締切に間に合わなかったとき、「次は早く始めよう」とだけ決めても、同じことが起きやすくなります。改善に必要なのは反省の強さではなく、予定が外れた理由を次の計画に使える形で残すことです。

この記事では、期限を過ぎたタスクを短時間で振り返り、次の見積もりや着手時期を現実に近づける方法を紹介します。見積もりの作り方そのものはタスクの時間を正しく見積もる方法も参考にしてください。

まず「終わらなかった理由」を一つ選ぶ

理由を長文で書く必要はありません。次のように分類すると、次に変えることが見えやすくなります。

  • 見積もりが短すぎた: 作業量、確認、修正の時間を少なく見ていた
  • 着手が遅れた: いつ始めるかが決まっていなかった、または最初の作業が大きすぎた
  • 優先順位が変わった: より期限が近い仕事や急な依頼が入った
  • 想定外が起きた: 追加の確認、相手からの返答待ち、体調不良などがあった
  • 集中できなかった: 中断が多い、環境が合わない、タスクが曖昧だった

一つに絞れない場合でも、最も時間への影響が大きかったものを選びます。「自分がだめだった」といった理由では、次の行動を変えられません。

次回は理由に対応した一つだけを変える

振り返りは、次の計画を複雑にするためのものではありません。原因ごとに、次回の一手を一つ決めます。

今回の理由次回に変えること
見積もりが短すぎた同じ作業には前回実績に確認・修正の時間を加える
着手が遅れた締切ではなく最初の20分作業に期限を付ける
優先順位が変わった他者の返答が必要な工程を先に進める
想定外が起きた最終提出の前に余白の日・時間を置く
集中できなかった作業名を具体化し、中断しにくい時間帯へ移す

締切と着手の間に小さな期限を置く

「金曜日までに資料を完成させる」のような大きなタスクは、着手の判断が先延ばしになりがちです。「今日20分で構成を決める」「水曜日までに下書きを送る」のように、完了に必要な工程へ短い期限を付けましょう。

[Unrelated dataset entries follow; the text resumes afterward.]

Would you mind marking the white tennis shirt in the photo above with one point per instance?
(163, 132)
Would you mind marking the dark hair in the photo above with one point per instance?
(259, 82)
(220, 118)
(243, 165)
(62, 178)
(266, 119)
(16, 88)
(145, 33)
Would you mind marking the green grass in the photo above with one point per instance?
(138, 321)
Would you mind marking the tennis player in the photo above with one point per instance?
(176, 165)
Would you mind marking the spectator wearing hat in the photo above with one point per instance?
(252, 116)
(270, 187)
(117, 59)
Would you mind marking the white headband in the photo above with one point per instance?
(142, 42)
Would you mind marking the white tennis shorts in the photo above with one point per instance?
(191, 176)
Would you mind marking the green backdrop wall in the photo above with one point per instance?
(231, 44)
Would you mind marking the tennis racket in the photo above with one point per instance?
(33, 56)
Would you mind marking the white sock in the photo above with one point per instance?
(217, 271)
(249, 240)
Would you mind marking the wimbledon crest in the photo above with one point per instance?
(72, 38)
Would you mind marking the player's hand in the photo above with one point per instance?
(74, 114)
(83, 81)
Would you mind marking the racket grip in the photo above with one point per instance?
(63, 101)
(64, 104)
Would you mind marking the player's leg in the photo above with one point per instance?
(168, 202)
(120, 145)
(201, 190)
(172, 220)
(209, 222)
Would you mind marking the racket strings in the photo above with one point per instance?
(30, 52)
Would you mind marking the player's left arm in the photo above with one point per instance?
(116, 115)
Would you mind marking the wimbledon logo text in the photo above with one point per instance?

残り時間が見えると、次にどの工程を進めるべきかを考えやすくなります。複数タスクがある場合は、期限と残り時間で優先順位を決める方法を使って、まず一件に絞ります。

Kotomitで時間切れを次の計画へつなげる

Kotomitでは、期限付きのミッションをカウントダウンで確認し、タイムアップしたときに理由を記録できます。記録は失敗を数えるためではなく、見積もりミス、着手遅れ、優先順位の変化といった傾向を次の期限設定に生かすためのものです。

まずは、期限を過ぎたタスクを一件だけ選び、理由と次回変えることを一つずつ残してみてください。繰り返すうちに、締切を守るための予定が自分の実際の作業に近づいていきます。